Bu açıklamalar doğrultusunda somut olaya dönüldüğünde; davacı tarafından 02/04/2007 tarihinde davalılar Yeşilırmak … ile (ceza yargılamasında mahkumiyetlerine karar verilen) …, …, …, …, … ve … aleyhine Samsun 3. Asliye Hukuk Mahkemesinde elektrik çarpması nedeniyle kısmi maddi (ve manevi) tazminat istemli davanın açıldığı, davalı … …’ın 24/07/2006 tarihli işletme devir hakkı sözleşmesi uyarınca davayı ihbar ettiği … vekilinin 21/04/2011 havale tarihli dilekçeyle davaya taraf sıfatıyla katılma talebinde bulunduğu, mahkemece davacı vekilinin de hazır bulunduğu 29/09/2011 tarihli celsede verilen (3) nolu ara kararı ile ihbar edilen …’ın HUMK’nın 50 nci maddesi uyarınca davalı …’ın yerine kaim olmak üzere davalı olarak dava ve duruşmalara kabulüne karar verildiği, mahkemenin 29/05/2014 tarihli ve 2012/419 E. 2014/238 K. sayılı kararıyla 200.000 TL işgöremezlik tazminatının davalı … ve gerçek kişilerden tahsiline hükmedildiği, kararın davacı ile davalı gerçek kişiler ve TEDAŞ tarafından temyiz edildiği, davacı tarafça verilen temyiz dilekçesinde; davanın … …’a karşı açılmasına rağmen kararın davalı yanında yer alan … hakkında verildiğinin, olay tarihinde davalı …’ın … ile imzalanan sözleşme uyarınca olayın gerçekleştiği trafoyu devir alarak işlettiğinin, olay hakkında ceza mahkemesinde görülen davada sorumlu olduğu belirlenen … … hakkında karar verilmemesinin yerinde olmadığının ileri sürüldüğü, Dairemizin 24/02/2015 tarihli ve 2014/16633 E. 2015/2912 K. sayılı ilamıyla kararın onanmasına karar verildiği, işbu onama kararının davacı tarafa 30/03/2015 tarihinde tebliğ edildiği anlaşılmaktadır.

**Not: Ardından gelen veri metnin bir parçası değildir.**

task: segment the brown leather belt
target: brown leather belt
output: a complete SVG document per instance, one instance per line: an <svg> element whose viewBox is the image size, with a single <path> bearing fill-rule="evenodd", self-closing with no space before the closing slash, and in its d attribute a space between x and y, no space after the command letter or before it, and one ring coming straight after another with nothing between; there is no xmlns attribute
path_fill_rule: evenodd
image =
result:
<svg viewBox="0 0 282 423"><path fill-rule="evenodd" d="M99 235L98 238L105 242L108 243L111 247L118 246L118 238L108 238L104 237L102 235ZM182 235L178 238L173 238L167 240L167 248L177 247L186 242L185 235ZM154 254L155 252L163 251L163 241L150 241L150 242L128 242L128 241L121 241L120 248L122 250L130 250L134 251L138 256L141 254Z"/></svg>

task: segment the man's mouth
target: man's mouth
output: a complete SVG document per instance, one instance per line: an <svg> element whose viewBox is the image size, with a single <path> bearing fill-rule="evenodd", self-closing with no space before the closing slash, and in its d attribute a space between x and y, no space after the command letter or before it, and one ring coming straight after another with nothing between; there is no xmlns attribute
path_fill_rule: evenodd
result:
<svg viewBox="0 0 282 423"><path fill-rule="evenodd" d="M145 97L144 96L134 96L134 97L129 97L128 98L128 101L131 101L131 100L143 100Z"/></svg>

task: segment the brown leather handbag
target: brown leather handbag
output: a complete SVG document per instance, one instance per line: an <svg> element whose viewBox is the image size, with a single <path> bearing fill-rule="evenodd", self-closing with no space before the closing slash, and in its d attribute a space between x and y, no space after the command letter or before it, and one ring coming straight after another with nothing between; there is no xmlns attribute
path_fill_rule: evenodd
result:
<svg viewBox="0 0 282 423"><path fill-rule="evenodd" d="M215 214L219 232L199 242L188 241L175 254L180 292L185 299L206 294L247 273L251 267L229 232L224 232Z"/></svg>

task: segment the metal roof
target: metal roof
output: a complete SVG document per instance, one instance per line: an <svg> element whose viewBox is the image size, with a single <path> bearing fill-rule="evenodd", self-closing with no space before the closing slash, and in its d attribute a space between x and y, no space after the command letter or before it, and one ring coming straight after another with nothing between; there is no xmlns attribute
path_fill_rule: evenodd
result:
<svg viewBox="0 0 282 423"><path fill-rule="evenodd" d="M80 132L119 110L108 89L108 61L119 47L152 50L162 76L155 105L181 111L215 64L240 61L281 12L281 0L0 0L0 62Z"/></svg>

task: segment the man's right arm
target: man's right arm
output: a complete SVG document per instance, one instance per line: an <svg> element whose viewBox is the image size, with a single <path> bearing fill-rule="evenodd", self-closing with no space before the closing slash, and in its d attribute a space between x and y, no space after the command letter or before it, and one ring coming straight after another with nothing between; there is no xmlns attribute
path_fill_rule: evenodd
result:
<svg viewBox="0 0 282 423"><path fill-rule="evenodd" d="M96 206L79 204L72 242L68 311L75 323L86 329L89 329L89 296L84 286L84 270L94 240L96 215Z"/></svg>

Bu durumda; davacı, tazminat yükümlüsünün davalı … olduğunu, dairemizin kısmi davaya ilişkin onama kararınının kendisine tebliğ edildiği 30/03/2015 tarihinde öğrenmiş bulunmaktadır. Nitekim, davacı 19/09/2016 tarihli ıslah dilekçesiyle, kısmi davada verilen kararın derecaattan geçerek kesinleştiğini, tazminat yükümlüsünün davalı TEDAŞ olduğunun belirlenmiş olması nedeniyle davalı … … yönünden davadan feragat ettiğini bildirmiş, davalı … ile gerçek kişi davalılar yönünden ise talebini artırmıştır.

İşbu ek dava ise, 09/06/2014 tarihinde (ve kısmi dava hakkında verilen 29/05/2014 tarihli kararın kesinleşmesinden önce) açılmıştır.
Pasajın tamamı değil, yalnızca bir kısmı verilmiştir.